Abstract: We study the homology of various graph complexes. These are chain complexes where the chain groups are spanned by a finite set of graphs.

Graph complexes were first used to compute the homology of mapping class groups. The group of outer automorphisms of the free group $\Out(F_n)$, and the group of automorphisms of the free group $\Aut(F_n)$ are similar to the mapping class groups in many ways. In particular, their homology can be computed using a similar graph complex.

In Chapter 2, we compute $H_*(\Out(F_n); Q)$ for $n\le 5$ using the cell decomposition of Culler and Vogtmann. Hatcher constructed a graph complex to compute the rational homology of \autfn. Hatcher and Vogtmann simplified the graph complex and computed $H_i(\Aut(F_n); Q)$ for $i \le 6$ (and all n). In Chapter 3, we use new algorithms to compute the homology of their graph complex. Our results confirm their computation, and extend it one step further: we compute $H_7(\Aut(F_5); Q) \isomorphic Q$. This is interesting, because it is the first known case where the homology of $\Out(F_n)$ and $\Aut(F_n)$ are different, thus establishing a lower bound for the stability range of the map $H_*(\Aut(F_n)) \to H_*(\Out(F_n))$, which was shown to be an isomorphism for large n by Hatcher.

In Chapter 4, we consider a family of graph complexes introduced by Kontsevich in the study of "non-commutative symplectic geometry.'' He showed that the homology of the Lie algebra of certain symplectic vector fields on R^{2n}, and of non-commutative analogs of this Lie algebra, can be computed by a fairly simple graph complex.

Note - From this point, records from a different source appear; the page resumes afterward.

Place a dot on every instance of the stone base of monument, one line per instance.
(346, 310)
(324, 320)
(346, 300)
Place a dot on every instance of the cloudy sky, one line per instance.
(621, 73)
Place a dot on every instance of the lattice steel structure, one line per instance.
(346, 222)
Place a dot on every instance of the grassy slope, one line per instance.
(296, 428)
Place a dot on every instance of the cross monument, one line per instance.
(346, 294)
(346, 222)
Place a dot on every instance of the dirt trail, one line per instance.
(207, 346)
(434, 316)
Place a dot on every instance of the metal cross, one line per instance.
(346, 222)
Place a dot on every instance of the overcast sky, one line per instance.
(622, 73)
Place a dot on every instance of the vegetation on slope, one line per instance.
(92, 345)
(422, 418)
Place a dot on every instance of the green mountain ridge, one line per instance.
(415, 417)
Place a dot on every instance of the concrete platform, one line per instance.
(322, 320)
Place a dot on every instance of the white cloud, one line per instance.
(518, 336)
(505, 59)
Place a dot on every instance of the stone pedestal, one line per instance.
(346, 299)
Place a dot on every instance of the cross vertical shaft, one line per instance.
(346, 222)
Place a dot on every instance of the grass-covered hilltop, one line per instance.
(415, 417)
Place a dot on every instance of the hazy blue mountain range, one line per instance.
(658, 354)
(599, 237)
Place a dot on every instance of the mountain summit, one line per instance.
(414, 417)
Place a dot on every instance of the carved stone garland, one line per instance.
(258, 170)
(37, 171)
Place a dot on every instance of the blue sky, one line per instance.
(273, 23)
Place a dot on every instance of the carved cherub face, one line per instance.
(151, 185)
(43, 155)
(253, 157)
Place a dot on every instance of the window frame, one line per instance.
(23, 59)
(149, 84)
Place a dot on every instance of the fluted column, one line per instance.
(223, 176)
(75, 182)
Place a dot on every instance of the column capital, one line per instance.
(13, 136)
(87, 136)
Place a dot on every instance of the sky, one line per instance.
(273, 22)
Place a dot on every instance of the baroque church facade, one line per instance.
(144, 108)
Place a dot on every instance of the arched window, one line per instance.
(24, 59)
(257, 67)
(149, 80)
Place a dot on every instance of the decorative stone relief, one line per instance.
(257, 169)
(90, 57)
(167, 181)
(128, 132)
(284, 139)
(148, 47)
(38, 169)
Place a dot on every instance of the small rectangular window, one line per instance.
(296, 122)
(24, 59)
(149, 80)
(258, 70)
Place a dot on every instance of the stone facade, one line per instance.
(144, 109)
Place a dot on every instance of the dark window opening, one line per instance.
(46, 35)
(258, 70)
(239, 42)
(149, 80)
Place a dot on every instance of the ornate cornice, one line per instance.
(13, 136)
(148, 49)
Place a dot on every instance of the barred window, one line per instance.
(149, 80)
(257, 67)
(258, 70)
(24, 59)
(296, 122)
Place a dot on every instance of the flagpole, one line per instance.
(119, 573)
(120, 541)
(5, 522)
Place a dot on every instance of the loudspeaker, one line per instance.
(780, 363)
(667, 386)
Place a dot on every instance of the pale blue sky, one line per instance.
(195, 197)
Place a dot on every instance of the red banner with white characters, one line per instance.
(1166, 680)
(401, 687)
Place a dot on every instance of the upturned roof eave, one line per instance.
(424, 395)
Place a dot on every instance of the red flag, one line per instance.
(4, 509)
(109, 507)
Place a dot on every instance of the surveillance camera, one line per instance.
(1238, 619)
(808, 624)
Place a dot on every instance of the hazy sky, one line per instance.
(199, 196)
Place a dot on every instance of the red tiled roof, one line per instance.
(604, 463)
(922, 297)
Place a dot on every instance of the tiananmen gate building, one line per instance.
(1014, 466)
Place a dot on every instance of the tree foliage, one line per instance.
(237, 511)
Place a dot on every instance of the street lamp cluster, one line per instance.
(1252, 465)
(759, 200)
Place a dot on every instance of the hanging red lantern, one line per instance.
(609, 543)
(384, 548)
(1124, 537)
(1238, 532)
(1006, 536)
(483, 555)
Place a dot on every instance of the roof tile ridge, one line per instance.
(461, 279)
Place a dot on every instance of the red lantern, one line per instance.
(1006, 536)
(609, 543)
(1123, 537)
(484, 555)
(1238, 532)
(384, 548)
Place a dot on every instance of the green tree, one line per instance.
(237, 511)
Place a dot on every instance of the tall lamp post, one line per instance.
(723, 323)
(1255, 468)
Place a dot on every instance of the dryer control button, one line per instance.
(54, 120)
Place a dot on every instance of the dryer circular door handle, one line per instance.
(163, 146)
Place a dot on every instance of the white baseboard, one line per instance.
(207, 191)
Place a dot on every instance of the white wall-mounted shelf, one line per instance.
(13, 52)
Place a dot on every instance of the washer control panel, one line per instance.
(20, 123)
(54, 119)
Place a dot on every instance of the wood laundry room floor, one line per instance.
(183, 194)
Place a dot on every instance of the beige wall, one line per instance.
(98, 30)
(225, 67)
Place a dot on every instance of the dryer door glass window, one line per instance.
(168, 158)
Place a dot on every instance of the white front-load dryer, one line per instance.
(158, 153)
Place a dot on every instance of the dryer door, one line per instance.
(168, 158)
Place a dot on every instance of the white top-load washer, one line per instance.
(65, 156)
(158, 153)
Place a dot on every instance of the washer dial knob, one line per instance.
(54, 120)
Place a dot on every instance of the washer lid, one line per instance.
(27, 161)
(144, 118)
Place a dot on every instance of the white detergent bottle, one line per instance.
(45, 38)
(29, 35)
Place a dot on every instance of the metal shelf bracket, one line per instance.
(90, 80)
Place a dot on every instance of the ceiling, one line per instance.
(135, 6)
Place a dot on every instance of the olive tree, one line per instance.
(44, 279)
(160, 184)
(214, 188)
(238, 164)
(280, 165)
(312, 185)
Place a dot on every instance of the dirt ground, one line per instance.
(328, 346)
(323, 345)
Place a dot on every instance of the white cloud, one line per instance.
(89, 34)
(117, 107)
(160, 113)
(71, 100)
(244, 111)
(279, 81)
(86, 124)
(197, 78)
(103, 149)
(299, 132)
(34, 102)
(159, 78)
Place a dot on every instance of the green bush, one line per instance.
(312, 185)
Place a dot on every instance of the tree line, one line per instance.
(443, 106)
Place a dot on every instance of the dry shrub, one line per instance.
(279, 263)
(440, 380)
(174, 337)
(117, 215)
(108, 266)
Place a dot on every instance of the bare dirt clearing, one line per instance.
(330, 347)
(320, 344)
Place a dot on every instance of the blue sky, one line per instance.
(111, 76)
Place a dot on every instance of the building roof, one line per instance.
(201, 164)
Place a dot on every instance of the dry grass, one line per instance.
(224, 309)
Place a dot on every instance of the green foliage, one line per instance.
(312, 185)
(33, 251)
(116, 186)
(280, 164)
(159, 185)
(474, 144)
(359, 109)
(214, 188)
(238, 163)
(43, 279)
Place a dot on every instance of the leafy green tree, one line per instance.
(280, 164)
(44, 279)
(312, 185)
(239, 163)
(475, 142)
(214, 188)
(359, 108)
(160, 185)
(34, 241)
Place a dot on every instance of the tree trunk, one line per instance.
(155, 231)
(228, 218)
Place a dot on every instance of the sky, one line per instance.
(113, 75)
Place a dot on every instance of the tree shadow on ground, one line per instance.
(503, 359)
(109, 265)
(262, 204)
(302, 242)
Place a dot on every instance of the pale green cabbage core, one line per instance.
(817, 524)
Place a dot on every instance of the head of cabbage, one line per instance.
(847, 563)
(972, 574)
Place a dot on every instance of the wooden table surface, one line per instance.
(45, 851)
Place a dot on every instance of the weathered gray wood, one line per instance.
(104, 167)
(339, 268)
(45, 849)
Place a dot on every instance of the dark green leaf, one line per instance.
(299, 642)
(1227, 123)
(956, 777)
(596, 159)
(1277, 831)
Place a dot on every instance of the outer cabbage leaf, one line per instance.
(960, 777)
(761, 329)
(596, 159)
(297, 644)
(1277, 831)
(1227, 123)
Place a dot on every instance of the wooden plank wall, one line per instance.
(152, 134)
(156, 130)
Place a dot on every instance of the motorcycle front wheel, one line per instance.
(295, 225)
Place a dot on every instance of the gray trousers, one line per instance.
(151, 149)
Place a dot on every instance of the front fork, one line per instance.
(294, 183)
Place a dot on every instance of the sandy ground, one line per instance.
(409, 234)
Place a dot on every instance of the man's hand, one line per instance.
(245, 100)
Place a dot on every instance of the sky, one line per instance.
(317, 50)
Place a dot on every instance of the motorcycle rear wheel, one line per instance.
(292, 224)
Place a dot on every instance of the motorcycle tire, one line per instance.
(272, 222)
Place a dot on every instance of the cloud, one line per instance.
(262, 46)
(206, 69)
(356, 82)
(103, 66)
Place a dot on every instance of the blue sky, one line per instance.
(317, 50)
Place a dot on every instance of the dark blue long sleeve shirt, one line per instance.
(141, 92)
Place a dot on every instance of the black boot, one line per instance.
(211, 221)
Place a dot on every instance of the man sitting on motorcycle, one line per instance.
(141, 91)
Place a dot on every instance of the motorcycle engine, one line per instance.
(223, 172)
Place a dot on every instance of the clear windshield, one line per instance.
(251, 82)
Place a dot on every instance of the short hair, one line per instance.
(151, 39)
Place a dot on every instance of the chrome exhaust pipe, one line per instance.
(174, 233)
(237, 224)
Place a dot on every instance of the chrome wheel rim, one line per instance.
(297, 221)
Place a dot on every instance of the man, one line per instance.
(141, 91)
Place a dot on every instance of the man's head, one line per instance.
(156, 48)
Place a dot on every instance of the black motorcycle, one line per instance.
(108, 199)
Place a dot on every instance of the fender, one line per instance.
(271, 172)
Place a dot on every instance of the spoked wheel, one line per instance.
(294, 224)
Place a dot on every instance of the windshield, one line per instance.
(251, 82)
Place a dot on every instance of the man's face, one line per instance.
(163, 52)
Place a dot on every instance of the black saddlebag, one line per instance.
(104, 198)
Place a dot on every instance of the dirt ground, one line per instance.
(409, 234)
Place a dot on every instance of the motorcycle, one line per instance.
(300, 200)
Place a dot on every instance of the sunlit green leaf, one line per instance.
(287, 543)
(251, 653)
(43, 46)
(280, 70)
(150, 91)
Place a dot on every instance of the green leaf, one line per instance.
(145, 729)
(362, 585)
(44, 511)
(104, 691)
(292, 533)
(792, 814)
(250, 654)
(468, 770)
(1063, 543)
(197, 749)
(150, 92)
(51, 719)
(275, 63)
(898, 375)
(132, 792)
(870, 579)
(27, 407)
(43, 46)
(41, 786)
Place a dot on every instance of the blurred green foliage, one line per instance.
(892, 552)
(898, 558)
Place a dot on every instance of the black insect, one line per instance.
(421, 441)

We give a short summary of the proof of this theorem, and compute the homology in the commutative case in low dimensions.

Chapter 5 contains a proof of Kontsevich's formula for the Euler characteristic of his graph complexes. This is an application of the method of Feynman diagrams from quantum physics, combined with the combinatorics of species developed by A. Joyal.